The following piece is written by Jennifer Svetlik who currently is working with the Maryknoll Office for Global Concerns’ Faith-Economy-Ecology project.

CC Image courtesy of Steve Rhodes on Flickr and made available under an Attribution-Noncommercial-No Derivatives 2.0 license.

To adequately address the climate crisis, a vast global mobilization is needed to urgently and radically reduce greenhouse gas emissions. This effort, according to economist David Rosnick at the Center for Economic and Policy Research (CEPR), could include reducing work hours.

In the report released in February, Reduced work hours as a means of slowing climate change, Rosnick estimates that a reduction in work hours by .05 percent annually through the rest of the century "would eliminate one-quarter to one-half of the global warming that is not already locked in."

Productivity is increasing in many parts of the world, and Rosnick demarcates the response of Europe (shorter work weeks and more vacation days) and that of the U.S. (increased consumption) over the past 30 years.

While stating that the variables are complex and the association not fully understood, previous studies also "have found that shorter work hours are associated with lower greenhouse gas emissions and therefore less global climate change," Rosnick notes.

A 0.5 percent decrease in work hours annually from 2013 to 2100 would mean that, beginning at a baseline of 40 hours per week for 50 weeks annually, by 2100 the work week would be 30 hours per week with seven additional weeks of vacation.

He suggests that the negative economic effects of reduced work hours are minimal because of their additional positive effects.
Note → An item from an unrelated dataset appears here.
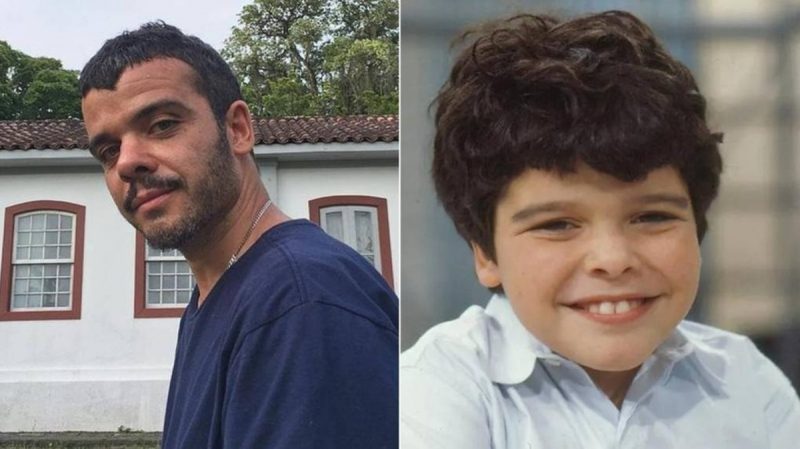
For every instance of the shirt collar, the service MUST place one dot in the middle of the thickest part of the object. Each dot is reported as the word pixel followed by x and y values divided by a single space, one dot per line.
pixel 514 350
For example, reducing work hours may increase hourly productivity and the employed percent of the population. Higher levels of employment can in turn reduce the cost of unemployment benefits. At the same time, lower levels of production will reduce greenhouse gas emissions through keeping factories and office buildings open less.

The report offers calculations based on four scenarios included by the Intergovernmental Panel on Climate Change’s 2007 assessment which describe various projected progressions of the global economy. Rosnick’s calculations seek to determine the climate’s response when increased leisure time is introduced into the various scenarios. He suggests that while 40-70 percent of future warming is already locked in, reducing work hours, alongside other policy changes, would have a substantial effect on the amount of warming humans can still influence.
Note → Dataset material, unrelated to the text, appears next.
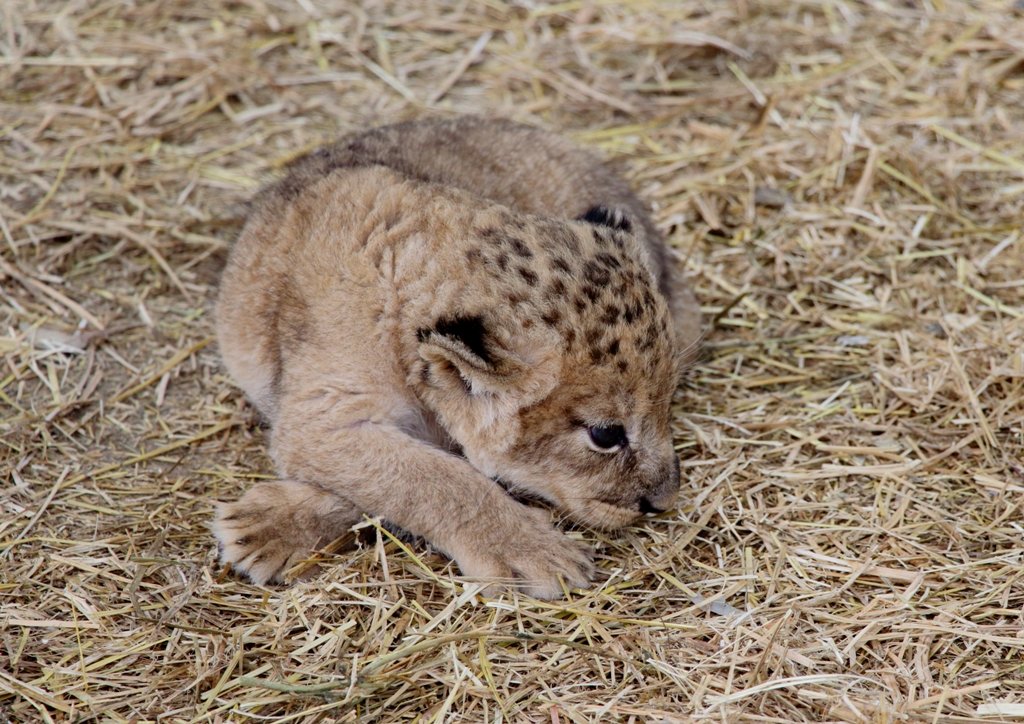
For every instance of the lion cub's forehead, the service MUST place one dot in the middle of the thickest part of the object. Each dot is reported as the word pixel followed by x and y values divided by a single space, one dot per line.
pixel 587 283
The way workers spend additional leisure time is a significant variable not addressed in the report. Leisure time dedicated to biking rather than driving, to gardening and purchasing from the farmers market, for example, would further contribute to reducing emissions. Leisure involving increased airplane travel, of course, would have the opposite effect.

Rosnick asserts that reducing work hours would be difficult in countries with high levels of inequality, where such policies would mean that the majority of workers would face reduced living standards as a result. In the U.S. "just shy of two-thirds of all income gains from 1973-2007 went to the top one percent of households" he notes. Those households could easily absorb a reduction in wages associated with reduced work hours, but many households could not.
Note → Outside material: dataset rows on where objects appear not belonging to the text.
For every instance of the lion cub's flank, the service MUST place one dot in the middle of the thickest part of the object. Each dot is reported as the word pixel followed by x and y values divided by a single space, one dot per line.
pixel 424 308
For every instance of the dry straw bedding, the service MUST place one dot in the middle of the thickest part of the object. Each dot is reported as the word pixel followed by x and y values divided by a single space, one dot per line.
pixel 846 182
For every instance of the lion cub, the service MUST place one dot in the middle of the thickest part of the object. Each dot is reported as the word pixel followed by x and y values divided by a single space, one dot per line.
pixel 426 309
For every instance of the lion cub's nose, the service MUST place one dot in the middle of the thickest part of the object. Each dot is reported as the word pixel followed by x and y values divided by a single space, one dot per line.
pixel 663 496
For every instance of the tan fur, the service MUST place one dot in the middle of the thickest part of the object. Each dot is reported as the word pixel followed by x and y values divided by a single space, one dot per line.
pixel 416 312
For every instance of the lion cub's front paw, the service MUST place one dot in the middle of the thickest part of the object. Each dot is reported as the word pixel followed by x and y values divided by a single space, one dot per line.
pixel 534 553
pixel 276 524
The problems with economic inequality, those related to morality and to social and economic stability, have received more media attention in the past two years, but have yet to be addressed meaningfully through policy efforts. The challenges of enacting a reduced work policy in a highly unequal society only further highlight that economic inequality in the United States must be urgently addressed.

Furthermore, for people of faith, increased leisure for workers should be of concern. The command to honor the Sabbath seeks to limit work and provides both an opportunity and an obligation to rest, reflect, and offer thanks. A rhythm of life which includes rest, prayer, time with loved ones, and participation in community life is a God-ordained right to which every worker should be entitled. Jesus’ practices of going away for reflection and enjoying frequent meals with friends should be an example that each worker has an opportunity to emulate.

Reduced work hours and increased leisure can have positive benefits for families, communities, and, according to Rosnick’s report, the environment. Creative policy solutions such as reducing work hours should be brought to the forefront of the conversation on addressing climate change.